Reid's statements precede the Senate’s Republicans’ expected defeat (by filibuster) of a Democratic bill requiring disclosure of the names of all senators' campaign contributors. Senate Minority Leader Mitch McConnell (R-Ky.) condemned the bill as a distraction which is meant to "...create the impression of mischief, where there is none."
Sen. Reid’s “angry old white male” is generally considered a pejorative term indicating a white male who harbors “traditional” or “conservative” views, especially relative to the American political landscape. The “angry white male” expresses total, unyielding opposition to racial quotas, “political correctness,” affirmative action and most other anti-discrimination and “liberal” or “left-wing” policies and practices.
Although the term may include white males from prepubescence to old age, Reid has inserted the descriptor, “old,” because the current manifestation of these people centers around a small group of white male billionaires, all above the age of 60. Age notwithstanding, the principal characteristic of Reid’s “angry white males” is a longing for the "way things used to be," and a belief that the world was better "back then" when small groups of propertied white males basically controlled without question the basic necessities and most meaningful aspects of everyone’s lives.
The protagonist in Falling Down, 1993, a former defense worker, descends into increasing rage and violence. This depiction of the angry white male centers on “Foster” as he embarks upon a violent rampage across Los Angeles in order to get to his ex-wife’s home for their daughter's birthday party. While traversing the city, he encounters the whole array of Los Angeles’ lower class and lower caste types. His violent reactions to these people and his vulgar and profane statements about them reveal a deep seated hatred of all things non-white, and non-male.
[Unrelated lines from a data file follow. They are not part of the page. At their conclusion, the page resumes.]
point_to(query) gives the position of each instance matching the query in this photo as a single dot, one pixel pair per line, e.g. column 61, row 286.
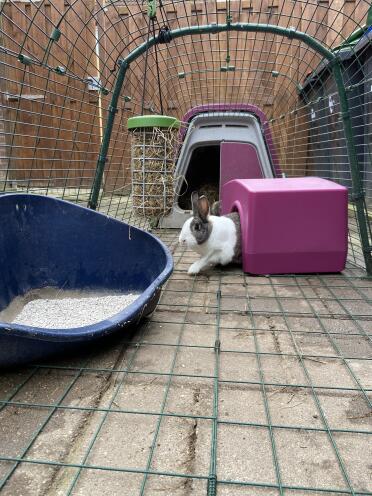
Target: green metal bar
column 274, row 452
column 358, row 193
column 20, row 404
column 212, row 479
column 177, row 475
column 112, row 110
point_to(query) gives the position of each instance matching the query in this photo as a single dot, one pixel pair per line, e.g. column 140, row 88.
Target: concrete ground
column 263, row 382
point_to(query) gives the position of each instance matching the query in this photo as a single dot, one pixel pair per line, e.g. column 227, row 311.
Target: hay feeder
column 154, row 149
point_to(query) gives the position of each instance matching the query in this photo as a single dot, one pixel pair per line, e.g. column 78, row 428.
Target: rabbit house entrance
column 216, row 147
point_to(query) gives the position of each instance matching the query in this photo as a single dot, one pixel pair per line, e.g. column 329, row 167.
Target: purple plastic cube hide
column 292, row 225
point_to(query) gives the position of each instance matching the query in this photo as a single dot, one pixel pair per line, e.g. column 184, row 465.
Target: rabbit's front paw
column 194, row 269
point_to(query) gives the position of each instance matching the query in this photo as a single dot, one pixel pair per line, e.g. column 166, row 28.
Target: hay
column 153, row 165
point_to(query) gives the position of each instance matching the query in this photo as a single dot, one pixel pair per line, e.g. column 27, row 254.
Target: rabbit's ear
column 195, row 203
column 203, row 208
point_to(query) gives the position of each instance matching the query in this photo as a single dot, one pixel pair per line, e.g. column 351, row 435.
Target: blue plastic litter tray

In Joe, 1970, the “hero” rampages against “hippies” and their lifestyle. He begins by murdering his hippie daughter’s drug dealing boyfriend, and then destroys a whole commune of hippies. Their freedom and disdain for authority, authority which he never had himself, but which he has always respected – that of other, higher status, white males -- fuels his hatred and murderous ways.
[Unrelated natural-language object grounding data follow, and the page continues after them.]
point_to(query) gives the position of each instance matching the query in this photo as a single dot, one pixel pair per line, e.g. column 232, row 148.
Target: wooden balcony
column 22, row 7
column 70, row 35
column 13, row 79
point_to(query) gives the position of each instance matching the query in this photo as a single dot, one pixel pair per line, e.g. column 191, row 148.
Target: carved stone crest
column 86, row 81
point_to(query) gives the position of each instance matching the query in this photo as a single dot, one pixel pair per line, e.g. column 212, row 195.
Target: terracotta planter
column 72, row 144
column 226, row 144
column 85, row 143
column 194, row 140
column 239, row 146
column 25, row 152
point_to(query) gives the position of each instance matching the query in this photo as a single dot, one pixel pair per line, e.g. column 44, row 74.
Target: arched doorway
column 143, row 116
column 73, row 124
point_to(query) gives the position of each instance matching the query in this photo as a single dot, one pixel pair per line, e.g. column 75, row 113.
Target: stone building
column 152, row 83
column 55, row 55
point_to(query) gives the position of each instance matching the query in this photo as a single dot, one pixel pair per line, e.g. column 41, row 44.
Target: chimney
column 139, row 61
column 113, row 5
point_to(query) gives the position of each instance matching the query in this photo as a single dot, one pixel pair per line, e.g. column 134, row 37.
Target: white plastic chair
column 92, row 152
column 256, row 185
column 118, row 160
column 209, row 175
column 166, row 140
Gran Torino, 2008, stars as a retired, widowed, Korean War veteran who is basically mad at the world. It’s Eastwood's return as a leading man after a four year hiatus. The film features a large Hmong American cast, as well as one of Eastwood's younger sons, Scott Eastwood. Set in Detroit, it was the first mainstream U.S. film to feature Hmong Americans. Many Lao Hmong war refugees resettled in the U.S. following the communist takeover of Laos in 1975. Eastwood’s interaction with his new and very different neighbors is fraught with racial and racist undertones, and vividly portrays his desires for things as they used to be, again, when white males controlled everything. His frustration with the new dispensation ends in the fullfillment of an obvious death wish.
And so, the “angry white male” syndrome encompasses all types – from the controlling, virtually omnipotent billionaire seeking to buy an entire country to the crotchety, grumpy old pensioner, waiting for, even welcoming death to save him from this strange, new, and out of "properly" controlled world.